This article has been updated to reflect the changes for John version 1.7.8 as released in june 2011. The most important change is the fact that MPI support is now integrated in the jumbo patch.
The original John the Ripper off-line password cracker only uses a single processor (core) when performing brute-force or dictionary attacks.
JtR does not use multiple cores (or machines). However, there is a patch available that enables support of MPI. MPI allows you to distribute the workload of a program across multiple instances, thus cores or even machines, but your application must support it.
The fun thing with MPI is that it is very easy to create a password cracking cluster. But for now let's just focus on using all these unused CPU cores to help us with cracking passwords.
I am using Ubuntu and Debian Linux as my platform but Mac OS X works also perfectly.
install MPI support
Note: Mac users have mpi support installed by default and don't need to install this.
- apt-get install libopenmpi-dev openmpi-bin
download John the Ripper with extra patches
- Get the john-1.7.8-jumbo-2.tar.gz file.
extract John & edit the Make file
- tar xzf john-1.7.8-jumbo-2.tar.gz
- cd john-1.7.8-jumbo-2/src
uncomment the following lines in the Makefile:
CC = mpicc -DHAVE_MPI -DJOHN_MPI_BARRIER -DJOHN_MPI_ABORT` MPIOBJ = john-mpi.o`
Compile John the Ripper with MPI support
Run make and choose the most appropriate processor architecture. Example:
make linux-x86-64 (for 64-bit i386) make linux-x86-sse2 (for 32-bit i386) make macosx-x86-64 (for 64 bit Mac OS X)
Test john the Ripper
- cd ../run
- ./john --test
Look at the benchmark values of the first test and remember them. Now let's see if MPI does any better:
- mpirun -np [number of processor (virtual) cores] ./john --test
Let's asume that you have an iMac 27" with a Core i7 with 4 real cores and hyper threading enabled. This will provide a total of 8 virtual cores.
- mpirun -np 8 ./john --test
If you notice a significant increase in performance, you know that MPI is working properly.
Some benchmarks without and with MPI support (Traditional DES)
These are the benchmark test results when using a single core on an old Nehalem Core i7 920:
Many salts: 2579K c/s real, 2579K c/s virtual Only one salt: 2266K c/s real, 2266K c/s virtual
These are the benchmark test results when using MPI and thus all 8 cores:
Many salts: 11015K c/s real, 11015K c/s virtual Only one salt: 9834K c/s real, 9834K c/s virtual
And just look at the performance improvement when we overclock from 2,66 to 3,6 Ghz:
Many salts: 15004K c/s real, 15004K c/s virtual Only one salt: 13232K c/s real, 13232K c/s virtual
That is very significant.
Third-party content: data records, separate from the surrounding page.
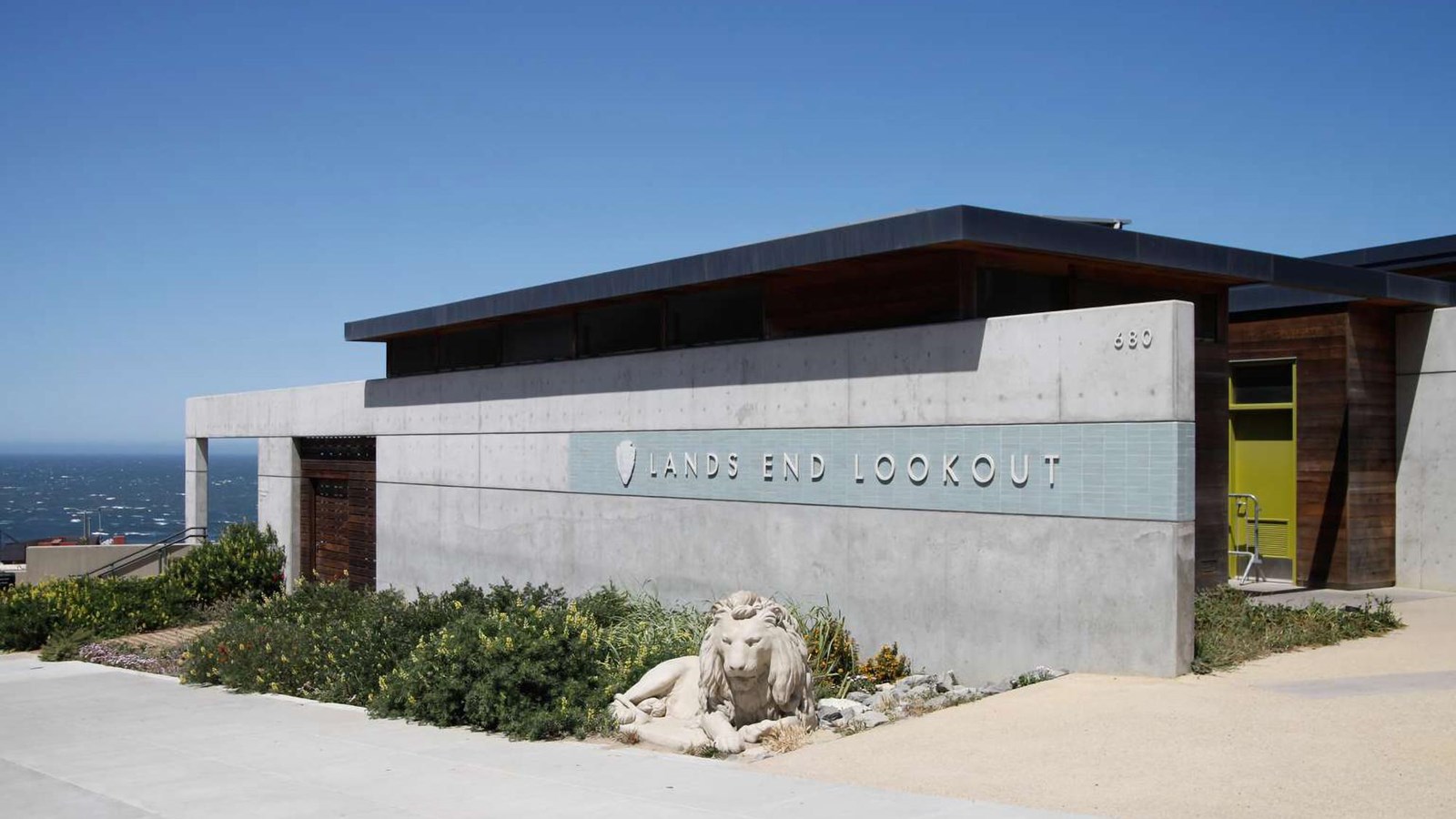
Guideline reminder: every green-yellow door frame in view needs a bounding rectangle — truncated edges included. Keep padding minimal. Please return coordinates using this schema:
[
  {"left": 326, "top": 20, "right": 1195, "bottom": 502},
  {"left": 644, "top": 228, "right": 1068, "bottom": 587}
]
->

Now admire how the Core i7 920 @ 3.6 Ghz is blown away by the Sandy bridge based Core i7-2600 @ 3.4 Ghz:
Many salts: 20007K c/s real, 20209K c/s virtual Only one salt: 16881K c/s real, 16881K c/s virtual
Setting up an MPI cluster
MPI clustering is based on using SSH keys. There is a single master that uses all nodes to perform the computation. The nodes are put into a text file nodes.txt like this:
node01 slots=2 node02 slots=2 node03 slots=4 node04 slots=4
In this example, node 2 and 3 are dual-core systems, while node 3 and 4 are installed with quad-core processors. You must create an account on all your nodes with the same name that is used on the master, when running the master process. You also must generate a private SSH key and distribute the public part as the authorized_keys file to all nodes. This is outside the scope of this post. Please note that the SSH private key should be loaded with ssh-agent if used with a passphrase, or do not configure a passphrase on the key. If you do not use a pass phrase, understand that anyone with access to the key can access all nodes.
You may also have to put the nodexx entries in your /etc/hosts file if the names cannot be resolved by DNS.
Now I'm assuming that you are able to ssh into all nodes without requireing a password, thus ssh is properly setup.
* mpirun -np 12 -hostfile nodes.txt ./john --test
Now you should see increased performance, beyond the limit of a single host.
I ran a password cracking test on some data using a large dictionary. These are the performance differences when using all 8 cores of my Core i7 920 instead of just one:
single: 0:00:04:48 c/s: 11192K mpi: 0:00:01:26 c/s: 46568K
The performance increase is significant.